Silence is not the absence of sound, it’s the absence of noise – Gordon Hempton
I don’t know about you, but when I was a youngster, I always had some kind of music playing, either on the record player or the radio, or, later, on my walkman. It’s just what we did. Listen to music.
Whether we were driving down the highway or just hanging out with friends, the music was always on. Half our attention on the song that was playing; half on what we were going to listen to next. It was our constant companion. The third wheel, making the ride easy, smooth.
Then in my twenties, the record player was packed away in the attic and music stations gave way to talk radio. On the way to work and on the way back, I’d listen to the news, to OJ Simpson making his way slowly down the 405 to Mexico, to that horrifying day in September when the sky went dark.
The airwaves were buzzing. And so was my brain.
Everywhere I turned, my senses were constantly being assaulted–doom and disaster on the telly, kids yelling and crying, pundits and commentators, each trying to outdo the other for my attention.
I couldn’t get away from the noise.
Not the demands. Not the influx of information. Not even the music.
So I turned it off. Literally.
I stopped watching the news. Drove to work in silence. There and back. There and back.
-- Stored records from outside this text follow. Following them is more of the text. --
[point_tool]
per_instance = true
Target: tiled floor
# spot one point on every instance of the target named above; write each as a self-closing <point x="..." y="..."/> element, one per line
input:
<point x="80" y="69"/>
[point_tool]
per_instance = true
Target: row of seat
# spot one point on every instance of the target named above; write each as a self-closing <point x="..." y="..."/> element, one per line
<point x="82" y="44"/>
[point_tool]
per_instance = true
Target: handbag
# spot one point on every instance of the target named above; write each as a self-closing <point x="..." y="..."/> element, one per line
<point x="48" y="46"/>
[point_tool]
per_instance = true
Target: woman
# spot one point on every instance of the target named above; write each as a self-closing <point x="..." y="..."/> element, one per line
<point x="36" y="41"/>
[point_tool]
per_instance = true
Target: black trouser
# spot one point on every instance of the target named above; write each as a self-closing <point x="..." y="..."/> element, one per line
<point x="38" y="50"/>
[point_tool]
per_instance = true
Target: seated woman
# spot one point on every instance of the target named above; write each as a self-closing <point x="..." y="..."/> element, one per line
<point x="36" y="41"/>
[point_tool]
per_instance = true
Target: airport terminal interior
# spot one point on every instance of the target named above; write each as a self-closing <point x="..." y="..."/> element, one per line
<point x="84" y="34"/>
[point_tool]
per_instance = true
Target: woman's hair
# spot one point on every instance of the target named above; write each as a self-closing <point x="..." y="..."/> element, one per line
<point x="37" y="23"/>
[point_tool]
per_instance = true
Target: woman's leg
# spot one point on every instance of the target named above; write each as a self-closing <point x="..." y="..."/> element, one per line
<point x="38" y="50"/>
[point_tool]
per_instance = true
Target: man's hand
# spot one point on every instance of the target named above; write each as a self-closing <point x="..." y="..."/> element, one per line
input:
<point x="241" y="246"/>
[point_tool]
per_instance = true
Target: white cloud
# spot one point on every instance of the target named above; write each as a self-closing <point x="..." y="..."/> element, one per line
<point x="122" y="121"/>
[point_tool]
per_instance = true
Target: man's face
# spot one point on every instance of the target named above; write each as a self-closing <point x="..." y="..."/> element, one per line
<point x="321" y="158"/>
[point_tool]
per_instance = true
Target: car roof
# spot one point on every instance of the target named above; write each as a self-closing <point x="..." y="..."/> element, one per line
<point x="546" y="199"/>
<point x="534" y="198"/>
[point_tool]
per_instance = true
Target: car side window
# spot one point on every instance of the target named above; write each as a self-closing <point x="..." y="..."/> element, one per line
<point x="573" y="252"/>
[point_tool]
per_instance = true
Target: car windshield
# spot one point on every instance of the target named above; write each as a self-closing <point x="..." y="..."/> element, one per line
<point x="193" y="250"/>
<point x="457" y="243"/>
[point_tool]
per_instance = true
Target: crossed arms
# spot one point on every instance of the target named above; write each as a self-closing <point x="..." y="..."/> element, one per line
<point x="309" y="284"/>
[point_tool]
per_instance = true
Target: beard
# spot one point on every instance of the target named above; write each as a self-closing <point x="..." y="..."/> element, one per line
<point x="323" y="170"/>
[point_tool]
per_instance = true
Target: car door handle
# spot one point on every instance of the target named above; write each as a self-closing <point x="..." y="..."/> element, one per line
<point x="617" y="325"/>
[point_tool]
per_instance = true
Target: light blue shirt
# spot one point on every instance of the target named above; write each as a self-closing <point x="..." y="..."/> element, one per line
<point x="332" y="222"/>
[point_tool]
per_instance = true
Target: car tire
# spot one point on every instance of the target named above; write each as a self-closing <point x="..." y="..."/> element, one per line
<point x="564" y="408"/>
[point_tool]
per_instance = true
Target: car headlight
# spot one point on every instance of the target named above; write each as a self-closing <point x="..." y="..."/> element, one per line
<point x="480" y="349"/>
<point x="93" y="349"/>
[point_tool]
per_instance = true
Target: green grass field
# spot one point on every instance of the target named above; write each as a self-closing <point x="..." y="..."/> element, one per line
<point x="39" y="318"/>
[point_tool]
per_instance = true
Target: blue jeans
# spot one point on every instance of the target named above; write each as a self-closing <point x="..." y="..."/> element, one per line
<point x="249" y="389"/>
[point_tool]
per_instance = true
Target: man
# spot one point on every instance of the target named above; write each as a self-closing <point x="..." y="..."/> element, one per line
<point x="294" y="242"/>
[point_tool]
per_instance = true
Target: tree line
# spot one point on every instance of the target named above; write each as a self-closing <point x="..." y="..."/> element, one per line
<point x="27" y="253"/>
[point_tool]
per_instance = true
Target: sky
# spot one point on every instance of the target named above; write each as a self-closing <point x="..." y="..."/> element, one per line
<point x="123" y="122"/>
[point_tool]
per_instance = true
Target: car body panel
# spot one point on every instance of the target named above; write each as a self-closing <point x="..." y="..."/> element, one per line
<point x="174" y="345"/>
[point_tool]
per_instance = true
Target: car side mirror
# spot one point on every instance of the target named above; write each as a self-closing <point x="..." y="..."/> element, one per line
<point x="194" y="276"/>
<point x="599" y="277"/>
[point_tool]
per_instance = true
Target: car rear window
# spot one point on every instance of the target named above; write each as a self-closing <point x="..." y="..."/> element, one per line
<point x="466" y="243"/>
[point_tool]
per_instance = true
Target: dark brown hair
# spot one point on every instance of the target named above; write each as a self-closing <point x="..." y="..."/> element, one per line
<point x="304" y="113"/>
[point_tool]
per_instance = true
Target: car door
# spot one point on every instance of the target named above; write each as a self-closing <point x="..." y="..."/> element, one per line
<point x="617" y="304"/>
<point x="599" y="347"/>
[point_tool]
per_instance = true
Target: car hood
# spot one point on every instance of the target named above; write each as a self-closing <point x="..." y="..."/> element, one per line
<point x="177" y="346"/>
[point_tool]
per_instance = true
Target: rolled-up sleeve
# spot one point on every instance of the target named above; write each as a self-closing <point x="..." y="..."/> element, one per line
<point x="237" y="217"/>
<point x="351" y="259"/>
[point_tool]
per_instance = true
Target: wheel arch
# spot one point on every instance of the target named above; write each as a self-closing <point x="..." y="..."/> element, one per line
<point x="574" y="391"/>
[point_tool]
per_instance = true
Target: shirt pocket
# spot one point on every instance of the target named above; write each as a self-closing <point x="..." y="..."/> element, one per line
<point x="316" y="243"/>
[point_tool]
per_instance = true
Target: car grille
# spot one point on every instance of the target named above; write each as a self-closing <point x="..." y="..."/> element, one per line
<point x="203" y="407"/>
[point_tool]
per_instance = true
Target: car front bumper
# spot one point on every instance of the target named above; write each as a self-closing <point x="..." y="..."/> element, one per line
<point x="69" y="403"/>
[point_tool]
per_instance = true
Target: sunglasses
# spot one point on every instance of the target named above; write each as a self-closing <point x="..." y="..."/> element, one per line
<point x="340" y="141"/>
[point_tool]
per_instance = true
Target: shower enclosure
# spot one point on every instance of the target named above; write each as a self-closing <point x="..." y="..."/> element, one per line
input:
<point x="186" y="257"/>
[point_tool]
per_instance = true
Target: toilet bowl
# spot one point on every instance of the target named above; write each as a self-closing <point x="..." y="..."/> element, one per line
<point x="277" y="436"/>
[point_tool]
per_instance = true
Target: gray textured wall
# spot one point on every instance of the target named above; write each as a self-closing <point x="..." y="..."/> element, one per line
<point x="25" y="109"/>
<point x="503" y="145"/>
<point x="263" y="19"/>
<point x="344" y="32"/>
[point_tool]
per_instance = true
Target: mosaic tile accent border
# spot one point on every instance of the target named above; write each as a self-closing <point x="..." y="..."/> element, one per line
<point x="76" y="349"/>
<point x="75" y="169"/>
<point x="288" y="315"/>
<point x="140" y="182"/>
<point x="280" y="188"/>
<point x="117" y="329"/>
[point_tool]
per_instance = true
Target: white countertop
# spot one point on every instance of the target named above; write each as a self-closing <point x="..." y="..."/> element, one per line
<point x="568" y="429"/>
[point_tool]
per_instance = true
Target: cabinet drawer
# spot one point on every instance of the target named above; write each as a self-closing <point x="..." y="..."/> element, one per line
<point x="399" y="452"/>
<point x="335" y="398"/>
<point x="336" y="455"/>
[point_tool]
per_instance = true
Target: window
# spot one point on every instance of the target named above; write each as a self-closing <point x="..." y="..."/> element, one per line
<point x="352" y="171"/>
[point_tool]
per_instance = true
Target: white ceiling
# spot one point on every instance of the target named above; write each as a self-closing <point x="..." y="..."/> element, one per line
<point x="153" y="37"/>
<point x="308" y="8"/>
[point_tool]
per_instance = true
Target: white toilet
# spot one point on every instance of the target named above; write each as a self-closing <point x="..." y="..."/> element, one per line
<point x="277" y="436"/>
My once torturous commute became an oasis, an escape from the noise.
I also started waking with the sunrise just to sneak in that extra hour before the house roared to life.
It was bliss.
But I never did go back to listening to music. Not like I used to. Not like when I was eighteen. When music was prayer.
***
Then last month, by some stroke of scheduling luck, I went to three different concerts, music I had not listened to in ages. And it made me sad.
Sad that I had so completely excised it from life. The music. The sounds.
You see, I had conflated it all–all the inputs, all the stimuli, overwhelming me into one, never-ending scream–I want a piece of YOU!!!
Your attention.
Your fear.
Your guilt.
Your sacrifice.
You idle wastefulness.
Your turning away from yourself.
“I want it ALL!”
So I stopped listening. To the pulling. To the recriminations. To the voices in my head.
But in so doing, I took out the music along with all the noise. Removed the breast for the cancer. And was left with empty.
No heart.
No feet.
No cleaving to the melody.
No surrender.
It’s as if the lights went out.
And I would never again sit on a rooftop and listen to a freshly pressed record.
Never wake to the sound of Ella and the smell of curry on the stove.
Never sing with the Queen Bee or dance on a table top.
Never tear down a highway, cool wind in my hair.
And now Paul Simon says that this will be the end.